In addition to overlooking Hamas’s public refusal to acknowledge Israel’s right to exist, he also ignores competing interpretations of hudna in Islamic tradition. Hudna is not necessarily the prelude to peace Wall suggests it is. In fact, there is ample evidence to support the notion that Hamas’s offer of a hudna is an attempt to stop the fighting long enough for the group to rearm. Egyptian-born journalist Magdi Allam offered this description of the concept of hudna to the Jerusalem Post in June 2006:
When [Hamas] talks only about a hudna it is actually saying that it doesn’t recognize Israel’s right to exist. It is not talking at all about peace and a just and permanent solution as we all want for the sake of the two people. But isn’t a hudna better than violence and bloodshed? What does a hudna mean? From an Islamic point of view the hudna only means a temporary cessation of war activities. It is based on the Hudaibiyah example when the Prophet Muha mmed preferred not to enter Mecca. He waited for one year to prepare new forces to invade Mecca and occupy it. This hudna does not mean recognition of the other side and its right to exist. It only means winning some time to prepare for achieving what they really want. When we examine Hamas’s ambitions we see that its constitution calls for the destruction of Israel and the establishment of an Islamic state based on the sharia law. (Empahsis added)
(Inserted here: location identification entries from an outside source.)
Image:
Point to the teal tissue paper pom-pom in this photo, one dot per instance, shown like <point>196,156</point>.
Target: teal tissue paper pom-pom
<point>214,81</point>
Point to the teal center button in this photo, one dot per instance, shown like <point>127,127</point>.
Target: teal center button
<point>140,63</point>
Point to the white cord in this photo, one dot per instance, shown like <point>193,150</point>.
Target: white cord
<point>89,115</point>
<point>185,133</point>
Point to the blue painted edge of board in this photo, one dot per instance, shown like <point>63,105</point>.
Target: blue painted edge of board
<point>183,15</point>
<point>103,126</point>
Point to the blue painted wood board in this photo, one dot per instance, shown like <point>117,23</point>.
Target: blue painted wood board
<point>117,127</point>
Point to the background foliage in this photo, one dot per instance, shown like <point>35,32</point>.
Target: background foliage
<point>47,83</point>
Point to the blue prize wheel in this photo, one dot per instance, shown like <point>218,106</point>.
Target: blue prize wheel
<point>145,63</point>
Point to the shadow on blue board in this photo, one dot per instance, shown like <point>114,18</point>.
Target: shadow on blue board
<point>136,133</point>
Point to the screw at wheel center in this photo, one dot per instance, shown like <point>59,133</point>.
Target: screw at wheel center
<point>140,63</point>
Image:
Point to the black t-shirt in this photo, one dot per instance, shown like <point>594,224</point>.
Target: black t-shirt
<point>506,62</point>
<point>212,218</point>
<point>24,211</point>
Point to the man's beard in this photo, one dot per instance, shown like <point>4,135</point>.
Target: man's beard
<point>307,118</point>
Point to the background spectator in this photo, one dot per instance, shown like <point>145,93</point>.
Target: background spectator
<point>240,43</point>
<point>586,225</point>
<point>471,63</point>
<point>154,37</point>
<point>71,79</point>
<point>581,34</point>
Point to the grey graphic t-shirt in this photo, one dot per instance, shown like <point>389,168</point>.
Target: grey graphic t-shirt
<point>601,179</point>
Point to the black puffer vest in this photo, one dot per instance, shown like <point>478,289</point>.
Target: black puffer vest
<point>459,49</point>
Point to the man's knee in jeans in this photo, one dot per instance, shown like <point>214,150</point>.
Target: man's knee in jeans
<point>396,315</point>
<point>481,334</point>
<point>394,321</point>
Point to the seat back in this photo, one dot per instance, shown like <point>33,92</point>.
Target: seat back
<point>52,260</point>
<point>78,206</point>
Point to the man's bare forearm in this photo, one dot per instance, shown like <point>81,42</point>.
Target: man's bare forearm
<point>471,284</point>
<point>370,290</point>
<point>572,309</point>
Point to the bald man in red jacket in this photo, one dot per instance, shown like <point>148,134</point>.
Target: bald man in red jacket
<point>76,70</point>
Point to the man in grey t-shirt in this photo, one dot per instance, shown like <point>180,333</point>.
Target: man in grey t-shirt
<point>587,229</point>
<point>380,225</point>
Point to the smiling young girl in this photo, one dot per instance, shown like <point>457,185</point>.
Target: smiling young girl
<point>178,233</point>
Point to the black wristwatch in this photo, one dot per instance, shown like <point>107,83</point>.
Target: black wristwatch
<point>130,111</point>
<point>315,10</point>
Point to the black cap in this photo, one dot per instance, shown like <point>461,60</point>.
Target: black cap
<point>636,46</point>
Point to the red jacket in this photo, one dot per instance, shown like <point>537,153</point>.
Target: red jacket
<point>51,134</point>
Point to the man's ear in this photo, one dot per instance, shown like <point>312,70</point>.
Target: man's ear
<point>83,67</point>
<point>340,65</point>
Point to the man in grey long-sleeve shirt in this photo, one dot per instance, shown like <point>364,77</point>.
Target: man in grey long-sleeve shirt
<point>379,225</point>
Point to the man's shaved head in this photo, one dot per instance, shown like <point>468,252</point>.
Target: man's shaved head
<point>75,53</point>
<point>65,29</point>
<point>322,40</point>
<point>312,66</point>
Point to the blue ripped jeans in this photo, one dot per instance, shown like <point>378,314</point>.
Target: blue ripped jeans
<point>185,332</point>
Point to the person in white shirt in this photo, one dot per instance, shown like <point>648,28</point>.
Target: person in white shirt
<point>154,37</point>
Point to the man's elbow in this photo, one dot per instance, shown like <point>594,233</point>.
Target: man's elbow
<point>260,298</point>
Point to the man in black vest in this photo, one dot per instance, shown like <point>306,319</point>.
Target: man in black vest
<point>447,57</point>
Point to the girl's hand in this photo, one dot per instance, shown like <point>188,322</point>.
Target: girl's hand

More recently, Khaled Mashaal, a Hamas leader currently living in exile, was quoted in the Jerusalem Post as stating that if its demands regarding Palestinian right of return were not met within six months, Hamas can still lead an Intifada despite its hudna offer.
The report notes that
… Mashaal’s words were backed up by Palestinian Prime Minister Ismail Haniyeh, who asserted that in all the time he had served as prime minister, he had never taken steps against Palestinian armed groups or prevented them from carrying out operations.
Speaking at a rally the al-Yarmouk refugee camp in Syria, Haniyeh said his government did not condemn resistance but embraced it.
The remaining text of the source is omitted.